You’re a victim of something, and in some fucked up way, that has become worthy of praise, or worse, a gateway to acceptance.
Having problems makes you James Dean. It makes you dark and brooding and deep. Maybe it even suggests strength. Please.
Having a problem is one thing, solving one is another.
A Better Mindset
I would never in a million years claim that mental illness was not a real problem. I’ve known it, I’ve seen it, and I’ve felt it. Internal mountains might be some of the tallest.
But identifying with it?
Saying, “This who I am, and this is who I will always be,” is dooming yourself.
The opposite would be choosing not to let this thing define you. To identify with the part of you that doesn’t want to be this anymore, and to challenge your pain to the farthest extent you can.
Maybe you were born a little messed up, or maybe a family member hurt you, and now you’re a little off. You’re like a car with a busted door handle, a cracked windshield, bad breaks, and a slow engine. Everyone else has Ferraris and Lambos, and they blow right by you.
You could stay how you are. You could identify with being messed up. You can’t trade yourself in for a new model, so you’re better off just taking in pity.
But it’s not about that.
It’s about welding steel plates to your shaky doors. It’s about installing an overclocked V8 engine. It’s about spraying Grafitti over the dents and filling the gas tank with experimental fuel. It’s about adding spikes like Mad Max.
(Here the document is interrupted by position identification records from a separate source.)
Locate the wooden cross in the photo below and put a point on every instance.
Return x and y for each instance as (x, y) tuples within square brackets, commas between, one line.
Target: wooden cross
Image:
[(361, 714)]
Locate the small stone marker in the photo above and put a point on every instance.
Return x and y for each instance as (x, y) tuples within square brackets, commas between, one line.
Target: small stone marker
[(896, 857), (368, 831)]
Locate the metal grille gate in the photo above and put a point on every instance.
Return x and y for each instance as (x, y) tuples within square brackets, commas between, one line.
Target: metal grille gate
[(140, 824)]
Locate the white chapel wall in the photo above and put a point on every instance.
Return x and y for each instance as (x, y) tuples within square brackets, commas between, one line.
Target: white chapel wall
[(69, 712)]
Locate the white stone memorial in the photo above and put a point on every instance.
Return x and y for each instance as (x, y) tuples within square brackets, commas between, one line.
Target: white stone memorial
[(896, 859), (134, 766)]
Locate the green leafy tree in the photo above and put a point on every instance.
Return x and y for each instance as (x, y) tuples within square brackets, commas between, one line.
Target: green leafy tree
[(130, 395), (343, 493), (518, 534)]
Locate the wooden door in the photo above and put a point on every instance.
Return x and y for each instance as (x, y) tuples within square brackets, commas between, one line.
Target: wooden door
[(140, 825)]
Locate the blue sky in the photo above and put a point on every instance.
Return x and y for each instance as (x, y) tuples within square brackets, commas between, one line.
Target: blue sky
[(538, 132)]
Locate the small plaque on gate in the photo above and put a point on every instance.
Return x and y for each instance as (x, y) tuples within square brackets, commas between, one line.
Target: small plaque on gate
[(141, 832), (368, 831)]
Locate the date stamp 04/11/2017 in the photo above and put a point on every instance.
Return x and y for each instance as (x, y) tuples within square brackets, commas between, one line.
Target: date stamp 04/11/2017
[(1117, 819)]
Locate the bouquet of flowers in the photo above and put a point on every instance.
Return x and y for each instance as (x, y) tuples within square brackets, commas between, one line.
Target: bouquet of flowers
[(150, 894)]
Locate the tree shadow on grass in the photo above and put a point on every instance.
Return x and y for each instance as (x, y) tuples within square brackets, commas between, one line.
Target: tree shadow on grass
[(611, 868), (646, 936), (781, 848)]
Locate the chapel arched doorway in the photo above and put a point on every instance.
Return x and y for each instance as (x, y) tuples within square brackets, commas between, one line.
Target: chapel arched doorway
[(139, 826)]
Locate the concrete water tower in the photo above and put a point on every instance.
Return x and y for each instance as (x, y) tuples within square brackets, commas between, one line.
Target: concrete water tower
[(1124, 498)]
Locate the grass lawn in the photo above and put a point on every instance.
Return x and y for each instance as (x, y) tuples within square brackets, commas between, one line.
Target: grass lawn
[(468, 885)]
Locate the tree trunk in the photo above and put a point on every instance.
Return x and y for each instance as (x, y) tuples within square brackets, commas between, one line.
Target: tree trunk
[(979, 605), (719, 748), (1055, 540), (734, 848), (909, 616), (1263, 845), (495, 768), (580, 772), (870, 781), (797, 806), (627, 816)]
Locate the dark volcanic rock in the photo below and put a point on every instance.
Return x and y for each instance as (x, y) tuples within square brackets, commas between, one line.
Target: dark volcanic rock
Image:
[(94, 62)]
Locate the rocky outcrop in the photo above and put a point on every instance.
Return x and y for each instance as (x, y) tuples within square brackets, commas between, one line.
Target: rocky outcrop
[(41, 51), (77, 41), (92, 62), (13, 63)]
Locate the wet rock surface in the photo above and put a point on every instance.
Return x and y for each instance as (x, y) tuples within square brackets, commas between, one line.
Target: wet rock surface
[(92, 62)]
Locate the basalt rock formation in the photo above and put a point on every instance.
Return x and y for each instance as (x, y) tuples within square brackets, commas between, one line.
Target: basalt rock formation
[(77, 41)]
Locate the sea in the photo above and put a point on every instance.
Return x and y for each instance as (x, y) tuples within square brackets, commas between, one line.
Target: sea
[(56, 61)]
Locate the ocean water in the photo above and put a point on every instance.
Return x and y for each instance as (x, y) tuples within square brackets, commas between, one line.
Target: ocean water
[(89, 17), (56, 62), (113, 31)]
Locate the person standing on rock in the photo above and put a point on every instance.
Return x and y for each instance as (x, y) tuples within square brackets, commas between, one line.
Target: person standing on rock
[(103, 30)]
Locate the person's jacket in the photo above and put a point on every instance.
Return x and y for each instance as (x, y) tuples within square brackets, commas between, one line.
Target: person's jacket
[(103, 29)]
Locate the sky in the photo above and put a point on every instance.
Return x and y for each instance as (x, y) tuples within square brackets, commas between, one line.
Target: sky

And it’s about screaming through the valley with blue flames shooting out the exhaust, in all your glory.
Do you get it now, kid?
It’s about becoming. It’s about getting somewhere. It’s about growing from suffering, not identifying with it.
Strength and wellbeing aren’t a strong social currency now. If you heal, and maybe even become happy, people will be quick to tell you you don’t deserve it. But little will they know how tall those internal mountains were.